Trzylatek wpadł do zbiornika na gnojowicę. Lekarze walczą o jego życie
Trzyletni chłopiec wpadł do zbiornika z nieczystościami w Lorkach (woj. warmińsko-mazurskie). Dziecko jeszcze przed przyjazdem strażaków wyciągnął z dołu jego ojciec. Chłopiec został przewieziony helikopterem medycznym do Szpitala Dziecięcego w Olsztynie.
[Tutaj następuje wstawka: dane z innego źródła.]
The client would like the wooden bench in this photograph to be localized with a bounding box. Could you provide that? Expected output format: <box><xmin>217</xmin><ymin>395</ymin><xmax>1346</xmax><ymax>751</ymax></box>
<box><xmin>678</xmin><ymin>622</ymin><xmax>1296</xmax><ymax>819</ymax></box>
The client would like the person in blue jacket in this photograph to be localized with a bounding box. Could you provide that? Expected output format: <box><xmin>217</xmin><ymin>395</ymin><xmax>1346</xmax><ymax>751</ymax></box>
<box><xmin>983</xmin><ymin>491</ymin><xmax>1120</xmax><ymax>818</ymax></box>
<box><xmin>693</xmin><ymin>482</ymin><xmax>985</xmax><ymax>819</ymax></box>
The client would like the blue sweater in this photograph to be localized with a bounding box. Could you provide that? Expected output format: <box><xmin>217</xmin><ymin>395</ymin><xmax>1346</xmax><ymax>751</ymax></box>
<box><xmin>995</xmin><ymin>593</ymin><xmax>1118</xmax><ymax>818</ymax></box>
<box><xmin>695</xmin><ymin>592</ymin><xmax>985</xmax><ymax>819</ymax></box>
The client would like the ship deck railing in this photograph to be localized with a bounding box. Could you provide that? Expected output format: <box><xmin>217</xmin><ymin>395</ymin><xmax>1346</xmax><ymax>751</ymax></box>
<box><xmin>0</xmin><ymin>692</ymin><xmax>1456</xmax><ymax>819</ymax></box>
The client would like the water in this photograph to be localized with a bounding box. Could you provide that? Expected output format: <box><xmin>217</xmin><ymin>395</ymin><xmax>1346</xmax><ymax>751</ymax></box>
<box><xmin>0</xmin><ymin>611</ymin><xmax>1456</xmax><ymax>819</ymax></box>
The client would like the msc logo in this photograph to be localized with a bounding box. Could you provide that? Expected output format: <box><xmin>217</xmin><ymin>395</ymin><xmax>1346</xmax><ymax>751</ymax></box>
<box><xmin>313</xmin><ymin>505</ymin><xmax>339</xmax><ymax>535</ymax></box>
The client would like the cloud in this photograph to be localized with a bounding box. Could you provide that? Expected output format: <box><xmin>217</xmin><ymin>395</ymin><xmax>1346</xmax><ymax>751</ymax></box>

Trwa walka o jego życie.
Strażacy z Komendy Powiatowej PSP z Nowego Miasta Lubawskiego odebrali sygnał o zdarzeniu w poniedziałek przed godz. 11. Jako pierwszy na miejsce zdarzenia dotarł zastęp z OSP w Lorkach.
"Chłopiec w wieku ok. 3 lat po wpadnięciu do zbiornika z gnojowicą został wydobyty przez ojca. Chłopiec był przytomny i miał zachowane wszystkie funkcje życiowe" - poinformowali w komunikacie strażacy z Nowego Miasta Lubawskiego. Dziecku udzielano pierwszej pomocy, aż do przyjazdu zespołu ratownictwa medycznego.
Strażacy przygotowali lądowisko do helikoptera medycznego. Następnie dziecko zostało przetransportowane do szpitala w Olsztynie.
Według radia RMF FM 3-latek jest w bardzo ciężkim stanie, a lekarze walczą o jego życie. Chłopiec nie oddycha samodzielnie, jest podłączony do respiratora.
Sprawą wypadku zajmuje się policja. Ze wstępnych ustaleń wiadomo, że zbiornik z gnojowicą nie był przykryty.